Cysteine based PNA (CPNA): Design, synthesis and application.

摘要

This report mainly discusses the development of the cysteine based PNA (CPNA), which is an analogue of PNAs. Peptide nucleic acids (PNA), a pseudopeptide DNA mimic, was discovered by Nielsen and his coworker in 1991. PNA is proved to sequence-specifically form a very stable duplex with complementary DNA and RNA strands through Watson-Crick base paring, and it is also capable of binding to duplex DNA by helix invasion. These intriguing properties of PNA implicated great potential for medical and biotechnical applications. Therefore, PNA has attracted many scientists in the fields of chemistry, biology, medicine including drug discovery and genetic diagnostics, molecular recognition. Due to its acyclic, achiral and neutral nature of the backbone, PNA has shown problems such as its poor aqueous solubility, poor cell permeability and instability of PNA-DNA duplexes and triplexes. Accordingly, many synthetic approaches have been directed toward developing modified backbones of PNA. Among those PNA analogs, only few examples including lysine-based monomers, guanidine-based peptide nucleic acids (GPNA) and the aminoethylprolyl PNA (aep-PNA) showed noticeable enhancements with regards to the daunting challenges mentioned above. Reported herein is the summary of our research endeavor to develop the CPNA oligomers with the great water-solubility and cell permeability. Chapter one briefly summarizs the background and history of the PNA as the front-runner of the antisense therapeutic agents. Chapter two discusses the novel protocols that enabled synthesis of the various versions of CPNA monomers for both Fmoc and Boc solid phase synthesis strategies. Chapter three includes the experimental procedures for solution phase preparation of the CPNA monomers.
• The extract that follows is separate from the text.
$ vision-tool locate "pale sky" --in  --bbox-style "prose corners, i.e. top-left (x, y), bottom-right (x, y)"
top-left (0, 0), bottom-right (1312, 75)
Chapter four starts with the introduction of solid phase synthesis strategy. After the brief review, our efforts on solid phase based synthesis of CPNA oligomers are discussed. Detailed procedures for the solid phase synthesis are summarized in Chapter five. Disclosed In the final chapter is a methodology which enables regioselective mono-acylation of hydrazines. Remarkably, this new protocol gives the mono-acylation on the less-reactive nitrogens of the hydrazines. Carbon disulfide takes the key role for this unique transformation. At the end of the dissertaion, selected NMR and Mass spectra are attached.